You're viewing version 2.18 of the OpenSearch documentation. This version is no longer maintained. For the latest version, see the current documentation. For information about OpenSearch version maintenance, see Release Schedule and Maintenance Policy.
Reranking by a field using an externally hosted cross-encoder model
Introduced 2.18
In this tutorial, you’ll learn how to use a cross-encoder model hosted on Amazon SageMaker to rerank search results and improve search relevance.
To rerank documents, you’ll configure a search pipeline that processes search results at query time. The pipeline intercepts search results and passes them to the ml_inference
search response processor, which invokes the cross-encoder model. The model generates scores used to rerank the matching documents by_field
.
Prerequisite: Deploy a model on Amazon SageMaker
Run the following code to deploy a model on Amazon SageMaker. For this example, you’ll use the ms-marco-MiniLM-L-6-v2
Hugging Face cross-encoder model hosted on Amazon SageMaker. We recommend using a GPU for better performance:
import sagemaker
import boto3
from sagemaker.huggingface import HuggingFaceModel
sess = sagemaker.Session()
role = sagemaker.get_execution_role()
hub = {
'HF_MODEL_ID':'cross-encoder/ms-marco-MiniLM-L-6-v2',
'HF_TASK':'text-classification'
}
huggingface_model = HuggingFaceModel(
transformers_version='4.37.0',
pytorch_version='2.1.0',
py_version='py310',
env=hub,
role=role,
)
predictor = huggingface_model.deploy(
initial_instance_count=1, # number of instances
instance_type='ml.m5.xlarge' # ec2 instance type
)
After deploying the model, you can find the model endpoint by going to the Amazon SageMaker console in the AWS Management Console and selecting Inference > Endpoints on the left tab. Note the URL for the created model; you’ll use it to create a connector.

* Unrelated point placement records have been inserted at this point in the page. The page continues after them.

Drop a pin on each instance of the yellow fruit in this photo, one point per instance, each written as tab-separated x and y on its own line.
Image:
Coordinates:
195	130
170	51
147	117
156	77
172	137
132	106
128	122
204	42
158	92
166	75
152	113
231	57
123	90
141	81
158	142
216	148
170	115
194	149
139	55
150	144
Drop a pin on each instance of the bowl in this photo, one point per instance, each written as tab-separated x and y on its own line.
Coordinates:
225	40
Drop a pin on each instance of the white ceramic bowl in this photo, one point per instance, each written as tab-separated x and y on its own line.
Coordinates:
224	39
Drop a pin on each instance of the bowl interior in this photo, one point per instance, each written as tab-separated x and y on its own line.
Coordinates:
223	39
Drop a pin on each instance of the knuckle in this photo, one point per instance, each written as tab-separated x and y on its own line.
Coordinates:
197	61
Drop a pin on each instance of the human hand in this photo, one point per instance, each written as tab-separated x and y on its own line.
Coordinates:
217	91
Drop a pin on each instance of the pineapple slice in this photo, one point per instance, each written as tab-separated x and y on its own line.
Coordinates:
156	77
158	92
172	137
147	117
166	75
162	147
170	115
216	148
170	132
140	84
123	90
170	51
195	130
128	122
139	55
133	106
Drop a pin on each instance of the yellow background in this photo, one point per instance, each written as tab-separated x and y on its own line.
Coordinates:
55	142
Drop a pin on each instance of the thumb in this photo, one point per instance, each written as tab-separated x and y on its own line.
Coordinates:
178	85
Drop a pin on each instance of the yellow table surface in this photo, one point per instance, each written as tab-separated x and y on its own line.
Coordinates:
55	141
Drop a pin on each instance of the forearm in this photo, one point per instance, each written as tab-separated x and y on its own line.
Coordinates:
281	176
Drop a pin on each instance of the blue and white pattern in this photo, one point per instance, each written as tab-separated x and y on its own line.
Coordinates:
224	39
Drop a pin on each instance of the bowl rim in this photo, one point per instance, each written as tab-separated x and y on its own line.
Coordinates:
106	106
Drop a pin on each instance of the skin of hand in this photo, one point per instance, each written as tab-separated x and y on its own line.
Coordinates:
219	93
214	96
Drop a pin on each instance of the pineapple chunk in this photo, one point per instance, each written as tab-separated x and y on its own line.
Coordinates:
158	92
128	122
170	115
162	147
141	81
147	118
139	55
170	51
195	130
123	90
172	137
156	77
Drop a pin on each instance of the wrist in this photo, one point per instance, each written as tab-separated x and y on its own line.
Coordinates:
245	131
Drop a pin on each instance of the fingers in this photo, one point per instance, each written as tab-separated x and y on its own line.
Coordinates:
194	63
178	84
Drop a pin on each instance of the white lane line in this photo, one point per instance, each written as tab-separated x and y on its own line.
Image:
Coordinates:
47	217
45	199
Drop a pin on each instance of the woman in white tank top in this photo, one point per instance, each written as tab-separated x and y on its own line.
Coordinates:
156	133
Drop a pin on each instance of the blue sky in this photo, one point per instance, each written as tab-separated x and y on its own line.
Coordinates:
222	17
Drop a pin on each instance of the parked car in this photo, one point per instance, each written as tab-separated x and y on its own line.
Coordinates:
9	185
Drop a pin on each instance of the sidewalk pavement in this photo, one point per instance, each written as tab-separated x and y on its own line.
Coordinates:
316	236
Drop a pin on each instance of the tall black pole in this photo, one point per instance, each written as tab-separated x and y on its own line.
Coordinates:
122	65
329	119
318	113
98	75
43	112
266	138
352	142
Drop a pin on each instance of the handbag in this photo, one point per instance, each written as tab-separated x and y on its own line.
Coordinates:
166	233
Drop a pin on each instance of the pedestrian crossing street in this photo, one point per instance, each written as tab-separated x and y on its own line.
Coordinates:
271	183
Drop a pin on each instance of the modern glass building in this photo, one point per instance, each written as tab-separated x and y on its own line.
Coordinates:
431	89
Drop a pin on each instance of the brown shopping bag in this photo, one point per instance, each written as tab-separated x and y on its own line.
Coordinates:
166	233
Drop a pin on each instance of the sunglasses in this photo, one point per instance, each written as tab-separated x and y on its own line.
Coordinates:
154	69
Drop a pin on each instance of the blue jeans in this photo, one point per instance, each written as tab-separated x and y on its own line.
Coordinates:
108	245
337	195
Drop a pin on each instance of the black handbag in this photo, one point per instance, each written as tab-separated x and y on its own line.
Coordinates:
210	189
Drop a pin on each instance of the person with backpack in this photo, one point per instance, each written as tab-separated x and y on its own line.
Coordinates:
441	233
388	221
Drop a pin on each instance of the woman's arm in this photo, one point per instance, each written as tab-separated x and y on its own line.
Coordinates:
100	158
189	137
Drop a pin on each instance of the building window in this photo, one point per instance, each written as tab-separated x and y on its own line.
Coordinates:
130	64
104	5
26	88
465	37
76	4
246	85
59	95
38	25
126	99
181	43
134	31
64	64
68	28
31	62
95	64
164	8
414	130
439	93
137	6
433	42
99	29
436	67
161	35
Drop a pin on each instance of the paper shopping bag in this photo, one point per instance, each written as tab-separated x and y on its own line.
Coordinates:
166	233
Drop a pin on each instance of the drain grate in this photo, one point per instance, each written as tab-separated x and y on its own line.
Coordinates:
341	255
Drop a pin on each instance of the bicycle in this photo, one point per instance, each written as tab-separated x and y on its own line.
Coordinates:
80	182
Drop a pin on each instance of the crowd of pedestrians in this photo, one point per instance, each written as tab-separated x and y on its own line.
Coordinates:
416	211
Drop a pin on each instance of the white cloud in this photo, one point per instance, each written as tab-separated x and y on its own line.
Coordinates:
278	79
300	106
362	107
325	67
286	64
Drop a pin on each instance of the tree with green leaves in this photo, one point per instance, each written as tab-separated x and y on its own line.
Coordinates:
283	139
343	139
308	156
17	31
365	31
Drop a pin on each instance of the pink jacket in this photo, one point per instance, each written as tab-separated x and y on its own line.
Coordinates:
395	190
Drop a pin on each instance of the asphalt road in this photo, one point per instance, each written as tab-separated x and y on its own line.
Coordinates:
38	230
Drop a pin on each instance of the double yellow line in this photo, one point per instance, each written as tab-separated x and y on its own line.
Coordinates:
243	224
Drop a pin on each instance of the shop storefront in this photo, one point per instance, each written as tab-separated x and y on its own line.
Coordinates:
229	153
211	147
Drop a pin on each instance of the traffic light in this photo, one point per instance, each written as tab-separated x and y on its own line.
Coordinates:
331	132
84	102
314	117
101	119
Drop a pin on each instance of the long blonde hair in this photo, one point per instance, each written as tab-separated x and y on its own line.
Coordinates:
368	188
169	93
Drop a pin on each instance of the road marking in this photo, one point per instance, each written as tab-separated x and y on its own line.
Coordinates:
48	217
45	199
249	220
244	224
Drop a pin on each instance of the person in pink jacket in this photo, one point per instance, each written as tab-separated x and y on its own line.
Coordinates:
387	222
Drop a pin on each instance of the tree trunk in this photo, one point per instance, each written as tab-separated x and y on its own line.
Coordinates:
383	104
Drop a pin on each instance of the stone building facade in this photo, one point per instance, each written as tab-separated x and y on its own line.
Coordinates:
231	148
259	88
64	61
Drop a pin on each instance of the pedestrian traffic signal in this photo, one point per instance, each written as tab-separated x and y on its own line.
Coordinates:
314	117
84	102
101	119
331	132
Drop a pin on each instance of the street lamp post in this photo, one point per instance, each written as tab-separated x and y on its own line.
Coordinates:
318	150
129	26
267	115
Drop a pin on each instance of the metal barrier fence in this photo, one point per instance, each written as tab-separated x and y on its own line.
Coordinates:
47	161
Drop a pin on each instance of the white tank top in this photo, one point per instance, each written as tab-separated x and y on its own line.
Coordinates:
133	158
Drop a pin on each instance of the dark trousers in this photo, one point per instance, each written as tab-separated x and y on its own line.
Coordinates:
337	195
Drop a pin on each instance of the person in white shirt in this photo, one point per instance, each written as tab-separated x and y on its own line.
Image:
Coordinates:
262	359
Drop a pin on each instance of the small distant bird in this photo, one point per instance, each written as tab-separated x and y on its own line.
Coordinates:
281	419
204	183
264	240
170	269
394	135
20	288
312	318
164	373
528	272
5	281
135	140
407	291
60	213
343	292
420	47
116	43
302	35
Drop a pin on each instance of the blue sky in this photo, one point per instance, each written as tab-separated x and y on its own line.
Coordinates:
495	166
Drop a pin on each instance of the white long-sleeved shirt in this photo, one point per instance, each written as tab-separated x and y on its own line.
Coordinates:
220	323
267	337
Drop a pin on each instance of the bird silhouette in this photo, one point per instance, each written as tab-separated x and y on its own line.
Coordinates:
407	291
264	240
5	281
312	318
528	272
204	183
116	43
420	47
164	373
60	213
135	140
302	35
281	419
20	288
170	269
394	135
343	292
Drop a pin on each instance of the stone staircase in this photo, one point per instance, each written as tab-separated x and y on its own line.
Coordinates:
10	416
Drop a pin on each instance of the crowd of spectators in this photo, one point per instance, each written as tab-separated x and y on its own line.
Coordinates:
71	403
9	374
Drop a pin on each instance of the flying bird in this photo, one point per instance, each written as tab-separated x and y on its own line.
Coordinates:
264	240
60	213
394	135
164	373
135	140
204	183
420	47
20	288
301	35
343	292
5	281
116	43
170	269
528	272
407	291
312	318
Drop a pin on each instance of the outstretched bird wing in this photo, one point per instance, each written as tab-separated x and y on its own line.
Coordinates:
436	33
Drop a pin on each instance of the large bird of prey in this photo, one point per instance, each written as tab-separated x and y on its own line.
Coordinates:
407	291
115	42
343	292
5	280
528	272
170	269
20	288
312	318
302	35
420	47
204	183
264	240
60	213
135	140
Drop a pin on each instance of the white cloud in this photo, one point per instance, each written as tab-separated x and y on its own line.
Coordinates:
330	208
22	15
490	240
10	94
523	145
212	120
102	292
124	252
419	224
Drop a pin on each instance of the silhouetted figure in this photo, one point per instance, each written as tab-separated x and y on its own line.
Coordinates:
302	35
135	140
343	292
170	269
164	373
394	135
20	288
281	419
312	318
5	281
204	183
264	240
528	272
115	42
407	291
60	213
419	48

Running a search with reranking
To run a search with reranking, follow these steps:
- Create a connector.
- Register the model.
- Ingest documents into an index.
- Create a search pipeline.
- Search using reranking.
Step 1: Create a connector
Create a connector to the cross-encoder model by providing the model URL in the actions.url
parameter:
POST /_plugins/_ml/connectors/_create
{
"name": "SageMaker cross-encoder model",
"description": "Test connector for SageMaker cross-encoder hosted model",
"version": 1,
"protocol": "aws_sigv4",
"credential": {
"access_key": "<YOUR_ACCESS_KEY>",
"secret_key": "<YOUR_SECRET_KEY>",
"session_token": "<YOUR_SESSION_TOKEN>"
},
"parameters": {
"region": "<REGION>",
"service_name": "sagemaker"
},
"actions": [
{
"action_type": "predict",
"method": "POST",
"url": "<YOUR_SAGEMAKER_ENDPOINT_URL>",
"headers": {
"content-type": "application/json"
},
"request_body": "{ \"inputs\": { \"text\": \"${parameters.text}\", \"text_pair\": \"${parameters.text_pair}\" }}"
}
]
}
Note the connector ID contained in the response; you’ll use it in the following step.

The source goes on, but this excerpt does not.